However close to civilisation the milestone in High Street may suggest, most Londoners have never ventured out to Henbrook. You won't find this charming suburb on any railway map of the capital - territorial Victorian landowners saw to that - but that's the way the residents seem to like it. House prices round here certainly reflect Henbrook's unique mix of community and exclusivity. To the west of town, surrounding the recreation ground, stand row upon row of elegant Edwardian terraces. Out east, in contrast, there's considerable council overspill, as well as the famous Stephenson Estate with its Art Deco brick façades. But continued outward sprawl has blurred the borders between Henbrook and the surrounding commuter belt, and some fear that the entire neighbourhood now risks losing its identity.

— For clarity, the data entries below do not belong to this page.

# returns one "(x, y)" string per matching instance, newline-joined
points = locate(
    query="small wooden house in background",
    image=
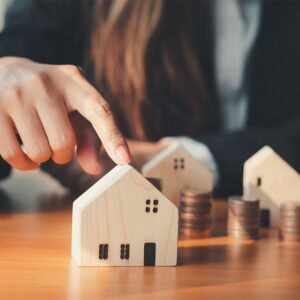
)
(123, 220)
(178, 169)
(272, 180)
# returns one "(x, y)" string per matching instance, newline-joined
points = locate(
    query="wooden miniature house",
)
(123, 220)
(272, 180)
(178, 169)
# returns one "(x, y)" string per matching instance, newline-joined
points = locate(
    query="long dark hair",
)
(149, 60)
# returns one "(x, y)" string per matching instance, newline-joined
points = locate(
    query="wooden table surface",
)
(35, 262)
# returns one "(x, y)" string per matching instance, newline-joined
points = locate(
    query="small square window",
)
(124, 251)
(103, 251)
(258, 181)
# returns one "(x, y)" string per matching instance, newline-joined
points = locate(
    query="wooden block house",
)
(123, 220)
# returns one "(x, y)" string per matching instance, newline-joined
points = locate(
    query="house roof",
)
(262, 155)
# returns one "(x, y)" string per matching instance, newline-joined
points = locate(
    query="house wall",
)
(175, 178)
(279, 183)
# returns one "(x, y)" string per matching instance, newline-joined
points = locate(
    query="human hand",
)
(35, 102)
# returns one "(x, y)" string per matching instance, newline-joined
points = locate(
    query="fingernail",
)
(123, 154)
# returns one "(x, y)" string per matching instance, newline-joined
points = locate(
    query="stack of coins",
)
(157, 182)
(243, 218)
(289, 224)
(195, 212)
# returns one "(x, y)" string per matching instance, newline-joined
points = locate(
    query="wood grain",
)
(113, 212)
(35, 262)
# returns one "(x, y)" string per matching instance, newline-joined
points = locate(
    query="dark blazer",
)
(51, 32)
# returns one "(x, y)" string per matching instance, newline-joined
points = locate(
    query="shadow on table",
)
(44, 203)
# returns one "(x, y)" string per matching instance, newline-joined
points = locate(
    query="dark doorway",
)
(149, 254)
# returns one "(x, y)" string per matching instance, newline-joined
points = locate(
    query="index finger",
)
(91, 105)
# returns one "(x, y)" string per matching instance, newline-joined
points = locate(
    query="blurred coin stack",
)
(243, 218)
(195, 212)
(289, 225)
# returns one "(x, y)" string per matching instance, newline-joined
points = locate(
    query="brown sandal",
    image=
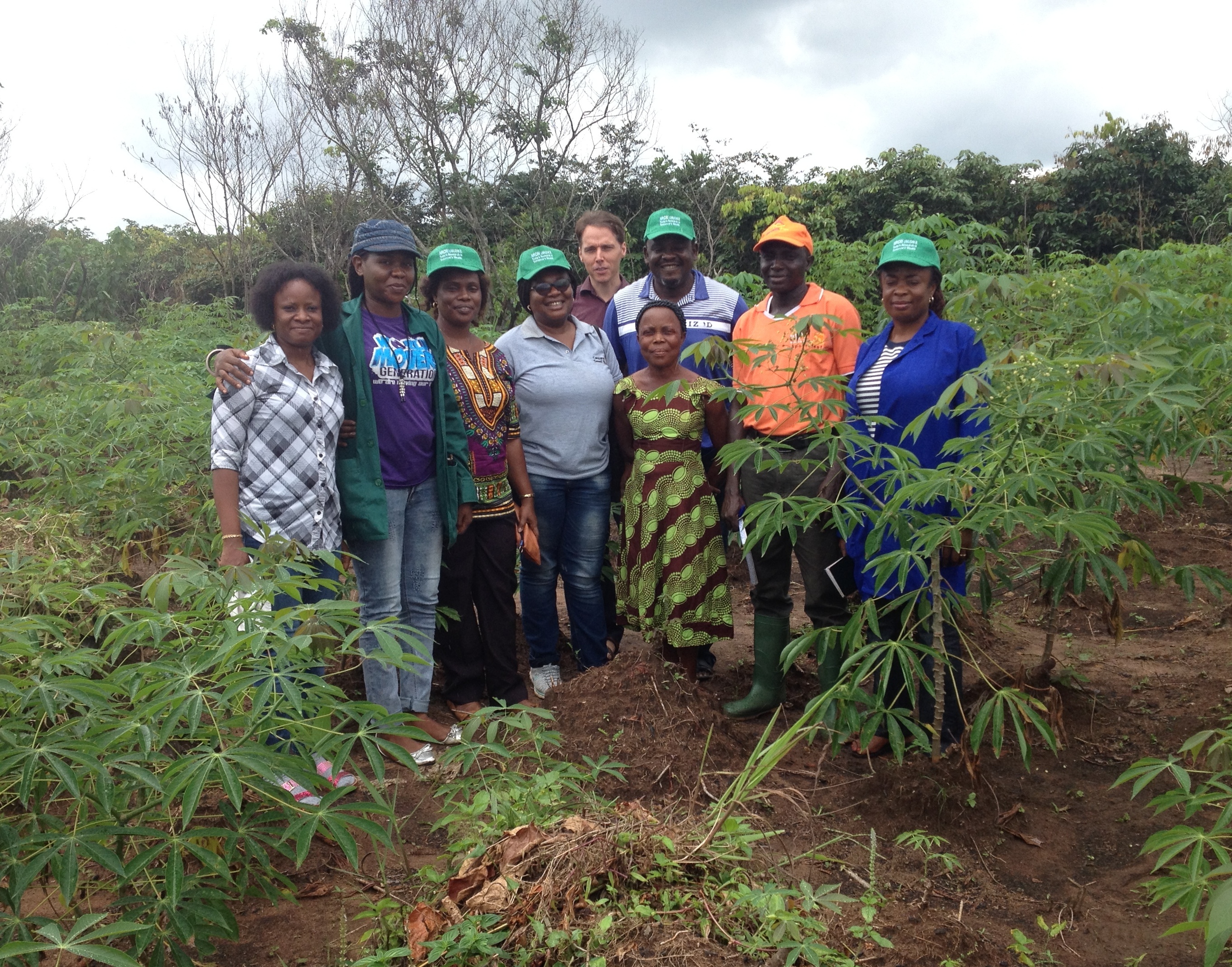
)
(460, 714)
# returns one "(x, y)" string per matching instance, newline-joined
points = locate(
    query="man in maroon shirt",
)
(600, 247)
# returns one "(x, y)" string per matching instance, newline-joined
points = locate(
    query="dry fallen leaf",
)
(578, 826)
(1009, 813)
(423, 923)
(635, 810)
(1026, 838)
(451, 911)
(518, 844)
(493, 898)
(470, 878)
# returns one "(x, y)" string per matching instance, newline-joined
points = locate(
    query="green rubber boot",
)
(770, 636)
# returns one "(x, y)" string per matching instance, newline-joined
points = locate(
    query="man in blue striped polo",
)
(710, 309)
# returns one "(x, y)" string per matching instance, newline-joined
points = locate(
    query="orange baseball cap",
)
(784, 229)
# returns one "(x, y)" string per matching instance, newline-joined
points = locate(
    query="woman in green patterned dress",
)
(672, 571)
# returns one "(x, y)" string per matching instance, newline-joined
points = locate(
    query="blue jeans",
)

It was Henry VIII who first brought the area to prominence, although all trace of his royal palace has long since disappeared. It was here that Anne of Cleves lived out her last pre-divorce summer, banished to what was then the heart of the Middlesex countryside. Residents in Aragon Avenue still occasionally claim to find valuable gold coins and pottery buried in their gardens, but experts remain divided as to its authenticity. More tangible are the stumpy remains of the windmill on the slopes overlooking the old village green. Previous inhabitants of this unusual residence include Henrietta Banks, widow of the second Londoner to be killed by the new-fangled motor car, and an early campaigner for road safety. She would no doubt be pleased by the many speed bumps recently installed down Mount Hill, although I suspect local petrol-heads (and bus passengers) find their number somewhat excessive.
Henbrook is named after the river that threads through the centre of town - now more a concrete flood channel than an idyllic pastoral stream. More of the river used to be visible until half of the town was built on top of it. From the tunnel mouth in Kings Park the water continues underground for several meandering miles, before eventually joining up with another of the Thames's vanished subterranean tributaries. According to local tradition if you stand at the entrance to the tunnel at sunrise on midsummer morning it's still possible to hear the screams of two children murdered in the long-gone water mill several centuries ago - although I suspect this tale owes more to alcohol and screeching cats than having any basis in reality.
John Betjeman was a regular visitor to the town, and to St Luke's Church in particular. He loved the half-timbered nave with its ornately carved font, and often attended Evensong when his busy schedule allowed. A commemorative plaque in the Lady Chapel remembers a poem he wrote in respectful tribute.
"She lifts the latch and nips inside, Her yellow duster raised in prayer; The brass will gleam, the pew will shine, And lilies by the chancel stair." Henbrook Pride (1955)
One further direct link to the past is Henbrook Fair, held every year on the second Sunday in September. Founded by royal charter in 1638, this annual celebration still attracts considerable crowds to the streets of the Old Town. Nowadays the dog show is the biggest draw, but for many it's still the Apple Hurling contest that provides the highlight of the day. The event begins, as in olden times, with a carefully selected adolescent maiden picking "the golden-est apple" from Lord Milton's Orchard. Two teams, one from each side of the river, then compete to propel the harvested fruit across town without letting it touch the ground. Shops and businesses board up their windows in preparation before the procession passes through, although these days this is more to prevent asbo-centric adolescents from doing too much damage. Sadly the Applepip Princess went uncrowned this year after the foot and mouth crisis put paid to the event.
Despite the best efforts of Henbrook's elected representatives, this is no pastoral Arcadia. The multi-storey car park behind Woolworths casts a nasty 70s blot on the town centre, and the graffiti on the bus shelter in Mulberry Lane tells its own sorry story. There are pound shops in the High Street now, and even a couple of kebab emporia in the less desirable corners of town. Knife crime is on the increase, as is car theft, and the community centre runs self defence classes for fearful pensioners. As the sorry woes of the capital continue to encroach upon this overlooked location, residents fear that one day Henbrook might fade away altogether, as if it had never existed.